What is its condition?

And he says these questions can apply whether you’re talking about employees, fruit or blue jeans. For all the technology we have today, he says it’s still hard for many large warehouse operations to answer these questions and he believes sensors will change that. To that end his company has already developed a cloud-based software framework called Zatar, which he describes as a platform for connecting and managing millions of devices and connecting them to enterprise applications, which can then make use of the stream of information coming from the sensors in whichever way makes sense in the context of that particular piece of software.

As one more example of how this could work, when I was at Mobile World Congress last winter, SAP demonstrated a smart vending machine for me. The machine not only learned who I was and created a surprising level of social interaction between machine and human, it also broadcast information about itself back to the warehouse where humans could see if it was running out of product or if it was showing signs of needing maintenance soon. The system was designed in such a way that SAP claimed it could prioritize maintenance calls by location so that a machine needing attention at a stadium where there was an event that evening got a service call before some random office building.

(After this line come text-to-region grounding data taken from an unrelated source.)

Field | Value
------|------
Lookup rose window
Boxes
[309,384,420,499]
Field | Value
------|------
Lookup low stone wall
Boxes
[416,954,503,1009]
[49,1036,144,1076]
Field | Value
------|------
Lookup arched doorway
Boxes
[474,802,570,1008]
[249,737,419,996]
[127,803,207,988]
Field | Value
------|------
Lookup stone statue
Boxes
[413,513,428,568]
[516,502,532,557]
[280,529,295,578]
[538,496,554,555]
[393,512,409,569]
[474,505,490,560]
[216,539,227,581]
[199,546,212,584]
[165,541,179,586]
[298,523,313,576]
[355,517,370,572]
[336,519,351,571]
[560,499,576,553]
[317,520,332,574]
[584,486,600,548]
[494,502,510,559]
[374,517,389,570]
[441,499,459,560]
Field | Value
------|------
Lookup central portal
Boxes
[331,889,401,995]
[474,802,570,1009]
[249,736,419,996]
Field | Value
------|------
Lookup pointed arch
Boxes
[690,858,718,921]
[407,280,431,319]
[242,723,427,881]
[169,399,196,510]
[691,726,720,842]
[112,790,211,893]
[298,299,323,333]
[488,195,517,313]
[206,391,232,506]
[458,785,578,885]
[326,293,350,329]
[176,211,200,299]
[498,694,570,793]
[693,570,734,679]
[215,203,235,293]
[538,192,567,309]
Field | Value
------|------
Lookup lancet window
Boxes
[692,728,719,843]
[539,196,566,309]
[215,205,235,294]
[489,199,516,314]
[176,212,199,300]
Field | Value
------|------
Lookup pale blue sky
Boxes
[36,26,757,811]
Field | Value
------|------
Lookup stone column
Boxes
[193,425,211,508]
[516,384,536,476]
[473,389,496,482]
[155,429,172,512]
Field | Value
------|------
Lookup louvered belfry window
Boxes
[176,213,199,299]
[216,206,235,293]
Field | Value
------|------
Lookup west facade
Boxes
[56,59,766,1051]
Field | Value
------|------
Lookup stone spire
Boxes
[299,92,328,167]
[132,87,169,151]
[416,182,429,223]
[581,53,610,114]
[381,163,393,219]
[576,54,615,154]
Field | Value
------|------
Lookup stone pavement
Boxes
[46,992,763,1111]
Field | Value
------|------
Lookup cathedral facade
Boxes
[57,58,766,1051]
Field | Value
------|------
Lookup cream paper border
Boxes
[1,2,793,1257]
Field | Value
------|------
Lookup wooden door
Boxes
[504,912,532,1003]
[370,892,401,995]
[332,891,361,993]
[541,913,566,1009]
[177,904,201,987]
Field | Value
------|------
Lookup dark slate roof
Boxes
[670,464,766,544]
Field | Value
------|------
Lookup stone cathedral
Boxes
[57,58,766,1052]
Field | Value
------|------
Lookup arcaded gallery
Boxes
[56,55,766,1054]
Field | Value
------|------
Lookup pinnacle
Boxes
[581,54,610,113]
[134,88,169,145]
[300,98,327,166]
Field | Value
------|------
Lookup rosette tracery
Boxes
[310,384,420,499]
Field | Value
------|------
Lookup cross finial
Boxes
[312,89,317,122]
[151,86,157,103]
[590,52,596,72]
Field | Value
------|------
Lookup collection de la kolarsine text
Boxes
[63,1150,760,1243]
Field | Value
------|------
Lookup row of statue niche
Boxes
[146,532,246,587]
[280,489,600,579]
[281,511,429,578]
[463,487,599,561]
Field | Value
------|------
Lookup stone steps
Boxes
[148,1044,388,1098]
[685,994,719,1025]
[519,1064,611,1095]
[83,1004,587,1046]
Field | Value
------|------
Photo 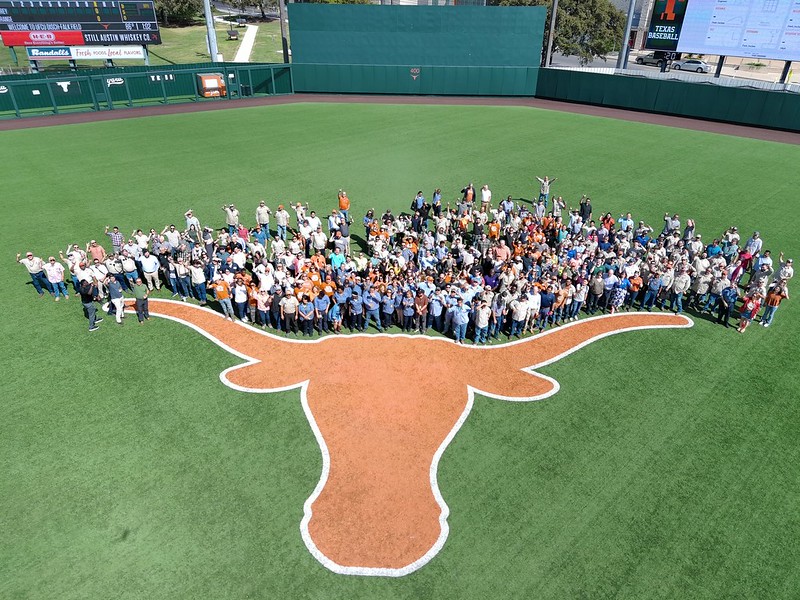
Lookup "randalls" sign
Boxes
[26,47,72,60]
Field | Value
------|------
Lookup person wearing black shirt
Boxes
[79,279,103,332]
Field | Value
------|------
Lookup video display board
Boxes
[0,1,161,46]
[678,0,800,61]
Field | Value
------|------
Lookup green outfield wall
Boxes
[536,69,800,132]
[0,63,292,118]
[288,5,546,96]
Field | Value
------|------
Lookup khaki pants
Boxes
[144,271,161,290]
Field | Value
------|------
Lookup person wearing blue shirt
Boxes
[381,290,396,329]
[393,290,404,327]
[450,298,471,343]
[328,300,342,334]
[252,226,268,248]
[313,293,331,334]
[432,188,442,217]
[642,274,662,311]
[537,287,556,331]
[363,290,383,332]
[349,291,364,332]
[716,283,739,328]
[330,247,346,271]
[298,296,316,337]
[428,289,445,332]
[401,290,416,332]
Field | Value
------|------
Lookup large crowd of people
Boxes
[16,179,792,338]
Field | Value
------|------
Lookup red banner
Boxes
[0,31,85,47]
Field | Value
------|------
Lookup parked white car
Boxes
[672,59,711,73]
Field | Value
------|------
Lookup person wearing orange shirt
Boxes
[211,279,235,321]
[338,190,351,222]
[627,271,643,309]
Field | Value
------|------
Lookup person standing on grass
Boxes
[211,278,235,321]
[536,175,557,207]
[760,280,788,328]
[44,256,69,301]
[79,278,102,332]
[737,292,762,334]
[222,204,240,236]
[106,276,126,324]
[256,201,272,237]
[280,290,299,335]
[105,226,124,254]
[132,278,150,324]
[716,282,739,329]
[16,251,52,298]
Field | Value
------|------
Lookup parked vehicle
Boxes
[635,52,665,67]
[672,59,711,73]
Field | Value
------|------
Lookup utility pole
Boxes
[279,0,290,64]
[544,0,558,67]
[616,0,636,70]
[202,0,219,63]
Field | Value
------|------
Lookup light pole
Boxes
[616,0,636,70]
[203,0,220,63]
[279,0,290,64]
[544,0,558,67]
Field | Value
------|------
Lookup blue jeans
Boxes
[510,318,525,337]
[489,313,505,337]
[30,271,51,296]
[51,281,69,298]
[643,289,659,310]
[474,325,489,344]
[703,293,719,312]
[177,276,191,298]
[219,297,235,319]
[364,309,382,331]
[670,292,684,313]
[235,301,247,320]
[570,301,583,318]
[761,304,778,325]
[277,224,287,240]
[193,282,207,303]
[453,322,467,342]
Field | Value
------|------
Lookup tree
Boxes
[494,0,625,66]
[155,0,203,26]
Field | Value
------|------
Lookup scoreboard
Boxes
[0,1,161,46]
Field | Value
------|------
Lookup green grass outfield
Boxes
[1,103,798,599]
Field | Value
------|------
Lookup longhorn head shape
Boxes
[143,299,692,577]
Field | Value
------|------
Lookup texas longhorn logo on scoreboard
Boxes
[659,0,686,21]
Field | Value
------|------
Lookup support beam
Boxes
[714,55,725,78]
[779,61,792,84]
[544,0,558,68]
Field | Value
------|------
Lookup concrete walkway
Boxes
[233,24,258,63]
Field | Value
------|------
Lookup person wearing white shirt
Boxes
[139,251,161,290]
[184,210,201,232]
[255,201,272,229]
[481,184,492,207]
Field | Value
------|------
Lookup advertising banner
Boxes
[0,30,85,46]
[26,46,146,61]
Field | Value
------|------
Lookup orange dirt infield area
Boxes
[143,299,692,575]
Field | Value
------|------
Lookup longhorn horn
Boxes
[469,312,692,400]
[144,299,311,389]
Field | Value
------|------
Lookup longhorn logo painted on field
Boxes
[143,299,692,577]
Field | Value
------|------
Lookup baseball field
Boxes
[2,101,798,599]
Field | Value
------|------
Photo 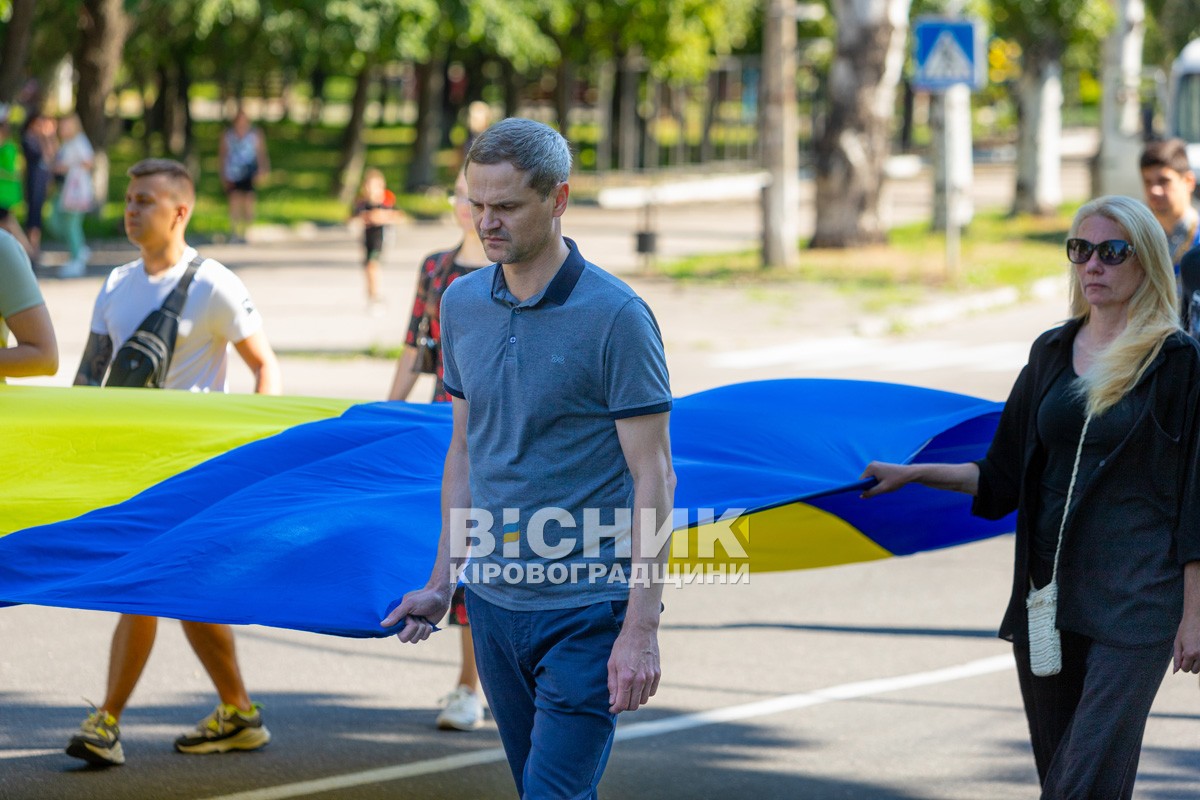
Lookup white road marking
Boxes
[197,654,1014,800]
[0,749,60,760]
[710,337,1030,373]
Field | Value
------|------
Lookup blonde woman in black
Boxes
[863,195,1200,799]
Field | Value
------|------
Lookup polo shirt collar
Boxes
[490,237,586,308]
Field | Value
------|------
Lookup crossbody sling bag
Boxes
[104,255,203,389]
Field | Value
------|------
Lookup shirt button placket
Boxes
[506,307,519,360]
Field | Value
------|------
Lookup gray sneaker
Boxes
[174,703,271,754]
[66,708,125,767]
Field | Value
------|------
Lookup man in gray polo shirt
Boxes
[384,118,676,799]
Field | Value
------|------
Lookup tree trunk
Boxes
[439,60,457,148]
[1013,45,1064,215]
[336,63,373,205]
[1094,0,1146,197]
[811,0,911,248]
[139,78,154,157]
[673,85,688,166]
[594,59,616,172]
[761,0,800,268]
[74,0,130,146]
[73,0,131,210]
[162,63,187,157]
[307,67,327,128]
[176,50,194,163]
[147,64,168,147]
[500,58,522,118]
[407,55,445,192]
[642,78,660,169]
[898,80,915,152]
[618,50,640,171]
[700,69,722,163]
[374,69,390,128]
[0,0,36,104]
[554,51,574,133]
[279,68,295,124]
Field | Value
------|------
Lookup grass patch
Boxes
[274,344,406,361]
[658,206,1081,307]
[82,118,459,239]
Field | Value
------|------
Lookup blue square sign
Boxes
[913,18,984,92]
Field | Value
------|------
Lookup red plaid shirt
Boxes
[405,248,483,402]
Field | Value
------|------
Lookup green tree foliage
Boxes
[990,0,1111,63]
[1144,0,1200,67]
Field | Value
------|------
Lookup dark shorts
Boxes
[364,226,385,263]
[24,175,48,230]
[227,175,256,194]
[0,207,9,222]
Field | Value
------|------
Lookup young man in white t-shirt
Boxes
[68,158,281,767]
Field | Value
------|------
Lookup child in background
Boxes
[352,169,400,311]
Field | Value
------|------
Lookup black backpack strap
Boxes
[160,254,204,317]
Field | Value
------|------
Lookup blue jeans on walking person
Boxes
[466,591,626,800]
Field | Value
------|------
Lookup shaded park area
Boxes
[1,0,1197,261]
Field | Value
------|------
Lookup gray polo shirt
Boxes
[441,238,672,611]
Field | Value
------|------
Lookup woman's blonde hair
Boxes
[1067,195,1179,416]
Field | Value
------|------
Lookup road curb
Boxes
[855,276,1066,336]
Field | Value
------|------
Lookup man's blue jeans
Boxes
[466,591,625,800]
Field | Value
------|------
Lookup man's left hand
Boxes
[607,623,661,713]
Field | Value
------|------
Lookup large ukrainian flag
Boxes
[0,380,1011,637]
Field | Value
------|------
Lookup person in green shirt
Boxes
[0,228,58,379]
[0,111,33,256]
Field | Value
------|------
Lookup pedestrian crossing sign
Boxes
[912,18,984,91]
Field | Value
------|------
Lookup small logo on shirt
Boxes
[550,354,565,364]
[242,299,256,316]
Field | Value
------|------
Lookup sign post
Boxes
[913,18,984,282]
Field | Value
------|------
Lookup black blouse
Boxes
[1031,364,1135,584]
[974,318,1200,647]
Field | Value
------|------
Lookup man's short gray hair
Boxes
[465,117,571,199]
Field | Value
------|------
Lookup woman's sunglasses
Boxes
[1065,238,1135,266]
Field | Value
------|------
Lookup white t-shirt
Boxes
[89,247,262,392]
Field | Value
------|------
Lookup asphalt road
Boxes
[4,155,1199,798]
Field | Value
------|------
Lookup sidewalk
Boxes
[19,155,1089,401]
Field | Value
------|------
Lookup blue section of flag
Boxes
[0,380,1012,637]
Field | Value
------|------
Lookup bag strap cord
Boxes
[1050,411,1093,586]
[160,254,204,317]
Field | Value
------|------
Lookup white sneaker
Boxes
[60,258,85,278]
[436,686,484,731]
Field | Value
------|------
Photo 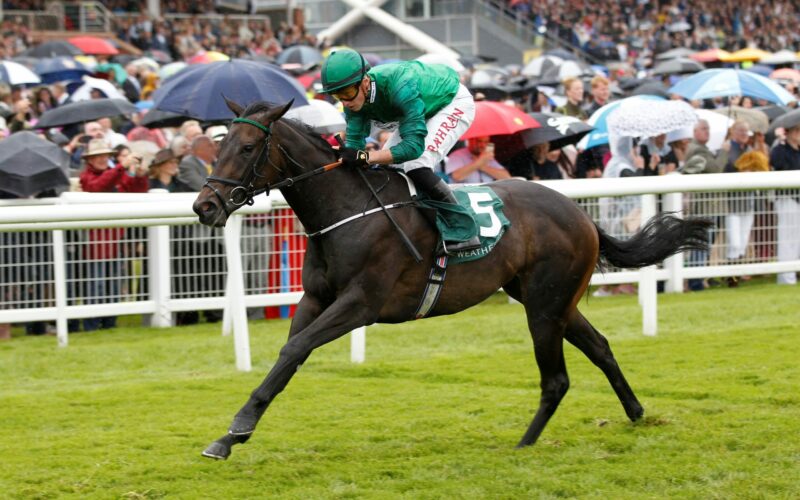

Companies like Adatao and projects like these going on inside large companies like GE, Zebra and SAP are proofs of concept right now, but over time these types of companies and projects could have a profound impact on how we process and deal with big data. Part of the paradox of Big Data is that the more data we have, the more overwhelming it can be, but it often takes a large amount of data to give you the best outcomes.

The good news is there are companies trying to solve these problems today before the majority of the sensors are in place and the inevitable big data onslaught comes because the time to figure this all out is today, not after they are out there transmitting data.